MUCH ADO ABOUT YOUR 20s
Dear ''twenty something'' year old buddy,
How has life been since you clocked 20?
Just the other day I was ecstatic about 23 and I was just about to finish serving (Nation Youth Service Corps). I had a lot of things I hoped to do, but then, I had one problem: I didn't have a CV (curriculum vitae). I didn't know how to go about the job searching thing and I was pretty worried about that.
The next year after service, I was working and surviving miraculously. The months I stayed up late at night trying to figure out my path and feeling so pressured about not having a job were just behind me. I was so pressured you know. None of my friends ever came home after Service. They all found jobs but I was home and feeling miserable.
However, it was in that time I decided to Horne my writing skills and start a blog. It was still that time I started off my editing career on a low key which landed me my second job.
This little recap of my life is to paint a perfect picture of what many of us do in our 20s. We worry so much about not being able to make it that we zap away all the fun and excitement of our younger days.
Nobody ever figured it out all at once. It takes time and in taking your time to figure out your path, please don't feel pressured by what you see out there.
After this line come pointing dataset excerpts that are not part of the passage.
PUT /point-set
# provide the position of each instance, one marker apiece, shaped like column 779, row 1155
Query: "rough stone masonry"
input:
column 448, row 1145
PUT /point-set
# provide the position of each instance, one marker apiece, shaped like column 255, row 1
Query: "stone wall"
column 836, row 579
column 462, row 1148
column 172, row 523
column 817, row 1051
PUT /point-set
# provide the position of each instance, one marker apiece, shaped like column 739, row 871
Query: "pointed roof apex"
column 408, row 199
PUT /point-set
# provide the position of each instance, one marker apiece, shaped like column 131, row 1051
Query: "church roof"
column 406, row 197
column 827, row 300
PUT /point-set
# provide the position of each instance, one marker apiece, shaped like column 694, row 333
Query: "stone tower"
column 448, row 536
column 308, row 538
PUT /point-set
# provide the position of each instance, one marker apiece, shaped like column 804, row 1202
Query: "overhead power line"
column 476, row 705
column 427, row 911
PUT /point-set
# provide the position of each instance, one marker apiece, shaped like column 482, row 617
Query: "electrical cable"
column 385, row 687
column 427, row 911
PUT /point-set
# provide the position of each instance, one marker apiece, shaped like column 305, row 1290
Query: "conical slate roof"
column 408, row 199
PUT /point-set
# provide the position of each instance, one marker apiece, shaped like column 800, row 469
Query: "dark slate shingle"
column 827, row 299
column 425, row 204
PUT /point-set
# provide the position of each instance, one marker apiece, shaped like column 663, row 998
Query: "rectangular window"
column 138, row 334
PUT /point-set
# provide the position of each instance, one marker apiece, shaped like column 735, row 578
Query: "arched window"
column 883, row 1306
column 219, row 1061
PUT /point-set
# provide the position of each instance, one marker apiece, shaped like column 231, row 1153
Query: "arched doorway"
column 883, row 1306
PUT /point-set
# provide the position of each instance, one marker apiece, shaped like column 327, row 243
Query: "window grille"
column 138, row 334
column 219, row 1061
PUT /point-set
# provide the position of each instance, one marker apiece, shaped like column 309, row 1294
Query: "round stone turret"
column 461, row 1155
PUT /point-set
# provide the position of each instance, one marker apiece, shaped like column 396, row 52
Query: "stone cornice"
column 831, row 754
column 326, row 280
The world is indeed a ''survival of the fittest'', but I still believe there is path for us all if only we take our time to figure it out.
I have not figured mine out fully. I'm still in the process of researching and getting to know what works best for me. I recently posted an article on the way I felt (''Choked'' please do well to read it).
I was so stressed mentally that I was drowning in the ''I must not fail'' pit. I would not sleep well because even in my sleep, my mind is still processing how I would start the next money making venture or how much I should have in my savings at the end of 2018 or just how I could move into a befitting apartment.
I was so stressed that I didn't remember the last time I was in touch with myself to enjoy a moment or a meal. I even ate absent mindedly. Thankfully, I had a wake up call.
My 20s will never return and in the end I will still make it. I should actually enjoy my 20s and not go down hard on myself.
It's ok not to know where to start. That's even a better way of starting. That way your brain is a virgin land and you can start out slowly. Its very hard to play it down especially if you are all on your own and you still have younger ones to fend for, but trust me on this, you don't want to be trying every thing and at the end of the day you are exhausted and your 20s are gone. Then you say HELLO to 30 still confused.
Why don't you start out now:
No pressure
No Rush
No double standards
Finally be true to yourself as to what you want and where you want to see yourself.
I started by reading books on how to get started in life. I learnt how to turn my passion into my job. I drafted my plans and I have kept to it.
One thing you shouldn't take for granted is making detailed plans. Its your road map and it would guide you. Even if things doesn't turn out the way you planned (It doesn't always turn out like that), but at least you have a map you are working with.
Finally, get started with whatever you have decided to do. You never can tell how bad or good it is until you start. Get started and have fun in all the ups and down that you will face.